われ・なれ・ずれと視界翳みて窃視するヴィとぞ言葉すでにえゆく
われ (我)、なれ(汝)という一人称・二人称に続くのが「ずれ」なのである。実際、本歌集には文学や音楽や他の芸術作品に対する言及がたくさんある。
蛇腹のあたしが巻きとられる頃ブエノスアイレスは午前零時をまわる
酔いどれの朝の祈り 忘却の船底に燃えあがるランボオ詩集
百日紅剥落しつつ湧きいだしおり大野一雄の口腔の闇
愛と汚辱の境朧の月光に鏡文字なる「重力と恩寵」
水面の油膜虹いろにさざめきアダージォ聴こゆ 遠きヴェニスの朝に死すとき
 一首目の蛇腹はアルゼンチン・タンゴのバンドネオンだろう。背景にアストル・ピアソラの音楽が流れる。『ブエノスアイレス午前零時』は藤沢周の小説の題名である。二首目は明らかにランボーの「酔いどれ船」を分解したもの。三首目の大野一雄は現代舞踏家。私はこの歌を読んで前衛華道家の中川幸夫を連想したが、確か大野と中川かコラボした作品があったはずだ。この歌はそれから生まれたものかもしれない。四首目はもちろんシモーヌ・ヴェイユ。五首目はトーマス・マンの名作『ヴェニスに死す』で、名匠ルキノ・ヴィスコンティの手で華麗に映画化された。大和はことのほかポピュラー音楽が好きらしく、ロックやポップスの言葉もまたずらされて歌に紛れ込んでいると思われるが、ポップスには疎い私にはそれはわからない。

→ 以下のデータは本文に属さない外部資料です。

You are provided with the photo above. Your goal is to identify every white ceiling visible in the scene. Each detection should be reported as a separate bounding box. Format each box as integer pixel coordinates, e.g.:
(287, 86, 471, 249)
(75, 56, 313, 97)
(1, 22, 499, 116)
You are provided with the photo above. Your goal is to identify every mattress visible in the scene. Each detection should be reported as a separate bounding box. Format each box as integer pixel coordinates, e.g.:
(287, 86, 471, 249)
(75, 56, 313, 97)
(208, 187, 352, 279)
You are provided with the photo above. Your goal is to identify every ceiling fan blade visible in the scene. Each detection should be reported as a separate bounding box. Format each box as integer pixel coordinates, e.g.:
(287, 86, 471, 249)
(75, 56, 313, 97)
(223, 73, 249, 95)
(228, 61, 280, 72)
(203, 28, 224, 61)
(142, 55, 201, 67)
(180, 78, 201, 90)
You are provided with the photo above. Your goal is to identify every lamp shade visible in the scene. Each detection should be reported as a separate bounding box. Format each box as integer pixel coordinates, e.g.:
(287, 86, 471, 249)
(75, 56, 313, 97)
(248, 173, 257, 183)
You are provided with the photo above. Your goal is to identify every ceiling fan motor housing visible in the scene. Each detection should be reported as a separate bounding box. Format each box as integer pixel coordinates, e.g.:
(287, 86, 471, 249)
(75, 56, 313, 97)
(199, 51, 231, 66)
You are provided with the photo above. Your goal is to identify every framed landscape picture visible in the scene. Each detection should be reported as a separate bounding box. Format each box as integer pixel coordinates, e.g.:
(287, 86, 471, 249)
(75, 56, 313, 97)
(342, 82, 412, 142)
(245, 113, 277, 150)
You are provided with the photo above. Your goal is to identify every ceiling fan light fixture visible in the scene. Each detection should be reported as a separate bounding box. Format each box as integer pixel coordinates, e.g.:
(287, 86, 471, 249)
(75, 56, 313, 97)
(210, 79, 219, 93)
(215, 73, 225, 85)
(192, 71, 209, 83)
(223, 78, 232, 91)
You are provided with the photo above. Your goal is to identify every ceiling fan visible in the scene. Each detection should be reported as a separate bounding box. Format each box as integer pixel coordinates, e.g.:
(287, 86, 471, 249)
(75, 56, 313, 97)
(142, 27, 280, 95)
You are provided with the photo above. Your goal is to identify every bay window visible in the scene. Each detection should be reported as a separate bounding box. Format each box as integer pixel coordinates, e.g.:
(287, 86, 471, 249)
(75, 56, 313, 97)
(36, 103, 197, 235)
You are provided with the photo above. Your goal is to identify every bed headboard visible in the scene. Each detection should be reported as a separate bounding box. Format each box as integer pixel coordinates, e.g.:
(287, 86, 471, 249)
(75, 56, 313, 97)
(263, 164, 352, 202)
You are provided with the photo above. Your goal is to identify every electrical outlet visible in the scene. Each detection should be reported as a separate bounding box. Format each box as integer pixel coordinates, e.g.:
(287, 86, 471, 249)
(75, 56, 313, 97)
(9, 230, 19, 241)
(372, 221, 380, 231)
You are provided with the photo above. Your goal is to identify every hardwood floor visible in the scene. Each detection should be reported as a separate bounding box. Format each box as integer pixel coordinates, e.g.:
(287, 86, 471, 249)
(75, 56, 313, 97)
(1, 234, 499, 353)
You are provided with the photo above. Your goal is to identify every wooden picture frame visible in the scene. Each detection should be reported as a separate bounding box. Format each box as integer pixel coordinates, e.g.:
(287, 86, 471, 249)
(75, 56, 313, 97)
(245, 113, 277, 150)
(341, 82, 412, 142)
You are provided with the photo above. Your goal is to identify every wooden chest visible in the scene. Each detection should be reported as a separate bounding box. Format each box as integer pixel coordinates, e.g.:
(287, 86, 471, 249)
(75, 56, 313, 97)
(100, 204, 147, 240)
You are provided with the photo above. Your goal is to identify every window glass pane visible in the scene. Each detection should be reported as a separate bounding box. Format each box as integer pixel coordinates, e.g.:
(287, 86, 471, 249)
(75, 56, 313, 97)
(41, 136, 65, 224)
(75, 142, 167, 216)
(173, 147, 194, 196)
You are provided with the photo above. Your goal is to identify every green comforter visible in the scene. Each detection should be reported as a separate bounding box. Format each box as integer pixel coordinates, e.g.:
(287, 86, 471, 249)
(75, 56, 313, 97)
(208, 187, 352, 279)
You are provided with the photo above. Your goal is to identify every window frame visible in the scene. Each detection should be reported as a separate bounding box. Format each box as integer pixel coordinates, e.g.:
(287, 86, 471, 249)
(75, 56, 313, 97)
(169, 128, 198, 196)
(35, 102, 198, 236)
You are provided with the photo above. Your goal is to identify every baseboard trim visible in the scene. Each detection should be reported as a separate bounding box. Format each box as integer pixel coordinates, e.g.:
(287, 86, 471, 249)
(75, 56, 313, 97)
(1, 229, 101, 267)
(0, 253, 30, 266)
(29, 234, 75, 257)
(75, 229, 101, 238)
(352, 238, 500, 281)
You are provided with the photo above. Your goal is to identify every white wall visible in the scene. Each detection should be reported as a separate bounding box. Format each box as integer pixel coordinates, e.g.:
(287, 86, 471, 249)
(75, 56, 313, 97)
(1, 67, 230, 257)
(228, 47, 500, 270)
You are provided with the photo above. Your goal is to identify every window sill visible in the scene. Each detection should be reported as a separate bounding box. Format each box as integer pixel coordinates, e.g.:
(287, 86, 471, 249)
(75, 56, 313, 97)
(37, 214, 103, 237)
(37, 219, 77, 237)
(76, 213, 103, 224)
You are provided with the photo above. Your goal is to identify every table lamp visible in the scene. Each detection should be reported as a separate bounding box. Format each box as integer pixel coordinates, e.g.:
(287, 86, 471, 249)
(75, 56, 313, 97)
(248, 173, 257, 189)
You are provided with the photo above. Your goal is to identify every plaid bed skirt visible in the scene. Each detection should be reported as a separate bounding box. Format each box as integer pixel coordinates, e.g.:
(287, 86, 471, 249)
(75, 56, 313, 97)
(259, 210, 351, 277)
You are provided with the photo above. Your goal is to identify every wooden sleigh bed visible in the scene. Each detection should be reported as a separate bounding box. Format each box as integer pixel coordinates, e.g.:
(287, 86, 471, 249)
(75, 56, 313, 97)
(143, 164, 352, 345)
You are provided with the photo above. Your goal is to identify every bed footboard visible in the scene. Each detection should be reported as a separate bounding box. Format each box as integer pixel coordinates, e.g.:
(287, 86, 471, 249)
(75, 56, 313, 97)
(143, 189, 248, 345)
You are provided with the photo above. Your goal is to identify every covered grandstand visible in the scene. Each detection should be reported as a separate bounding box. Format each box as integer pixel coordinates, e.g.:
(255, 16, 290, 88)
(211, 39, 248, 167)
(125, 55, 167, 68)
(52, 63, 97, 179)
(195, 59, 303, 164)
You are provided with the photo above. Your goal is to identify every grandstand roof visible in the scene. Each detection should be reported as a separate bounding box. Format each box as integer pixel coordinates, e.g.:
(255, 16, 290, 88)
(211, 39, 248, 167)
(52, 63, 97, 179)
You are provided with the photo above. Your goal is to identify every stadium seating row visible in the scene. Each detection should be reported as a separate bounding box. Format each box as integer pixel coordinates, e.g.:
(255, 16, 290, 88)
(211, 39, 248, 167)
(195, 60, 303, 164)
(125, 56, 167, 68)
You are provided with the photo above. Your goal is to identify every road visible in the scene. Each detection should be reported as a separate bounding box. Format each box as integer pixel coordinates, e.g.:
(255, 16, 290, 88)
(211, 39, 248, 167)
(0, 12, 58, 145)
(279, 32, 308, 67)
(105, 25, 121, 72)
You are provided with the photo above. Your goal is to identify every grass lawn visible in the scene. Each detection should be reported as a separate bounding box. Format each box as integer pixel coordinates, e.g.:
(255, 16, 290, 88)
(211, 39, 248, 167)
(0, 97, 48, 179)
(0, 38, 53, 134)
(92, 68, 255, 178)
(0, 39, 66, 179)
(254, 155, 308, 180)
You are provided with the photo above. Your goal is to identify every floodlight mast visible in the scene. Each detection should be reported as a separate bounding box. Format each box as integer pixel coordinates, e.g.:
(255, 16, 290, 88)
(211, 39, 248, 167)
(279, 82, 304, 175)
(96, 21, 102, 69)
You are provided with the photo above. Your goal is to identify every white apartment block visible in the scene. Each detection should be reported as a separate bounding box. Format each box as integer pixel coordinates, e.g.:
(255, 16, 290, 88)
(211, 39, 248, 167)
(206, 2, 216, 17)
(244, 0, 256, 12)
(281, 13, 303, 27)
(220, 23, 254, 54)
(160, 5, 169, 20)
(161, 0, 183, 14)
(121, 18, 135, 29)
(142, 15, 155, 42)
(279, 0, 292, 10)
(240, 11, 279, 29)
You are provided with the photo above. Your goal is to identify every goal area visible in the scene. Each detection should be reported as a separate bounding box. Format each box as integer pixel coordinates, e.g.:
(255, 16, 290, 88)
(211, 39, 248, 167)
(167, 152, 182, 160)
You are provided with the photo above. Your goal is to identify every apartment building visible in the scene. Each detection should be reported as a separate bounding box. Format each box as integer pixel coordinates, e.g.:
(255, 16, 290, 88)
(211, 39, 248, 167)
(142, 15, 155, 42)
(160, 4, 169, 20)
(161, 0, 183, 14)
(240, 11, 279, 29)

 このように大和は文学・芸術・音楽などを資源とし、そこに想像力によるずらしを施して短歌を発想していると思われる。ということは、大和にとって「世界は言葉でできている」のである。
 では言葉を介さない身体と世界との接触は不在なのかというと、そうでもないところが不思議と言えば不思議である。本歌集で何度も反復される特徴的な単語は「皮膚」と「剥落」だろう。

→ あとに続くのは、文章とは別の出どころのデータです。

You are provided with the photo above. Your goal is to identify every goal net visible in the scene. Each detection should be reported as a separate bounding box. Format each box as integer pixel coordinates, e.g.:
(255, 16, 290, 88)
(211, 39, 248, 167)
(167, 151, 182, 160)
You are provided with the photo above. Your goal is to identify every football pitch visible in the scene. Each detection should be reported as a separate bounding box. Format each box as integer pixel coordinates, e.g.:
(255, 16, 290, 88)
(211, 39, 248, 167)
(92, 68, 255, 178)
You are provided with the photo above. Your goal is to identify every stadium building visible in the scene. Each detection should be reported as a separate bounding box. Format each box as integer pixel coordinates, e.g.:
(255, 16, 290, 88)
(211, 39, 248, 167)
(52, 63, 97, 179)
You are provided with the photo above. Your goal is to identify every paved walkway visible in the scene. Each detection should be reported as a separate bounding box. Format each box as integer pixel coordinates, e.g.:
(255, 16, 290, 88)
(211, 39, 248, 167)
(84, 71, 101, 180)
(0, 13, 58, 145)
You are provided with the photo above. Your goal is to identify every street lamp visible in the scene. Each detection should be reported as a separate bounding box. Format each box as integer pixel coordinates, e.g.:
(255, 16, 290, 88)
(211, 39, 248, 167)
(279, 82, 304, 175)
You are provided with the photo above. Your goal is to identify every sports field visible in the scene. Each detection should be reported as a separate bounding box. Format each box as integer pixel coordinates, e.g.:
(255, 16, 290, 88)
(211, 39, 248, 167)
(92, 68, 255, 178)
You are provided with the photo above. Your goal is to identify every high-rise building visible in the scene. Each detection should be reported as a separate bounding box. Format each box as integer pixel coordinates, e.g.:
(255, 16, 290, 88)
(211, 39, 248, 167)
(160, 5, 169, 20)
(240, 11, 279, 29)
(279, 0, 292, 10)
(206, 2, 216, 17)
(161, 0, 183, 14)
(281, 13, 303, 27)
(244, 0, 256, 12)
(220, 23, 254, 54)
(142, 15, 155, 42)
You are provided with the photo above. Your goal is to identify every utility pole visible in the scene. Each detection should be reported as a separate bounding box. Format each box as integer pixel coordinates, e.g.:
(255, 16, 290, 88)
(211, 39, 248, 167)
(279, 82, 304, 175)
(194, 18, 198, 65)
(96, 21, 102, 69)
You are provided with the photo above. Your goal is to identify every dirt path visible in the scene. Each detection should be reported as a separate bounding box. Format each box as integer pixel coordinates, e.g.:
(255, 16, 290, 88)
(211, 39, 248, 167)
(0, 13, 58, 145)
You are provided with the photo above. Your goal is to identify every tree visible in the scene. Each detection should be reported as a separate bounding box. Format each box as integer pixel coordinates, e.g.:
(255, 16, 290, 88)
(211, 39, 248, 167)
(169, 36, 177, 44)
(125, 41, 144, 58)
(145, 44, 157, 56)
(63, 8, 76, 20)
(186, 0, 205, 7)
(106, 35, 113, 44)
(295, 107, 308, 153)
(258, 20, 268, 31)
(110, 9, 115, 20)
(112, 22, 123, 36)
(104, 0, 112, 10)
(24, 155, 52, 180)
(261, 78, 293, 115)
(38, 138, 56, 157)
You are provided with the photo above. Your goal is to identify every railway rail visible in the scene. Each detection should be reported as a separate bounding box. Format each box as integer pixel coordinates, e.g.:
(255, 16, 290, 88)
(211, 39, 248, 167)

空より剥落しくねもの白く被衣かつぎして帝都はあわれ眠り給えり
百日紅剥落しつつ湧きいだしおり大野一雄の口腔の闇
地の上を爆ぜて転がる鼠花火よ さみしき皮膚の受けし愛撫は
皮膚の下のことなど知らざる蒙昧の肉の裡なる二十一グラム
ゆらり揺れほろり剥がれ落ちるものわれとわが身の軟弱な恋など
皮膚いちまゐに自我は籠れり昏睡のこよひひらかれて鮮し
 一首目の剥落は雪の喩だが、二首目ではサルスベリの樹皮が剥げ落ちているし、五首目は自分の身体から何かが剥落する感覚を描いている。シオランの『崩壊概論』ではないが、「毎日毎日が私たちに消滅すべき理由を新しく提供してくれるとは素敵なことではないか」というシオランの言葉を大和に贈りたい気がする。

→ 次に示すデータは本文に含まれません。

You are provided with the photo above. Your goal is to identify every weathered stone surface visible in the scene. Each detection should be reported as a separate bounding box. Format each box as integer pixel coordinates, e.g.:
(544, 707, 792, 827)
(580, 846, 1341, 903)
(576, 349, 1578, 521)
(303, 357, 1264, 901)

 身体を皮膚において感得するとは、皮膚を自分と外界との境界と認識することに他ならない。また「隙間だらけのはらわた縫い閉じてひとの象(かたち)に成りたるが歩けり」という歌があるように、人体を皮膚という袋に内臓と血を詰め込んだものというように見ているようだ。かのボオドレエルにも似たような感覚があり、腐肉のようなおぞましいものを彼は好んで詩の題材としたが、それは新しい美を創造するという目的があったためである。この点において大和はいささか異なるようで、そのことは巻末近くに配された初期歌篇にすでに次のような歌があることから知れる。
エロス・タナトスあやめわかたぬわが夜々にあやしくOのくちひらく刻
きみとわれのさかひにくらき淵あるとうめゐの糸曳き剰れる舌
   一首目は祖母の死に際しての歌で「Oのくち」とは嵌められていた呼吸器のことである。肉親の死に際しての歌としては異色である。「暗き淵」というと聖書の詩編とバッハのコラールを思い出すが、ここでも我と君の境は皮膚として感じられている。そこに何かヒヤリとするような即物的認識がある。
 私が注目したのは東日本大震災の後に作られた次の歌である。
行き交うものみな柔らかきものに見ゆ 地の揺れしのちひとと逢うとき
 こう歌うとき大和にとって世界は言葉でできているものではあるまい。実感として感じたことを比較的素直な言葉で詠んでいる。このような歌がもっとあれば、言葉でできた歌もさらに生きるのではないかなどと感じてしまうのである。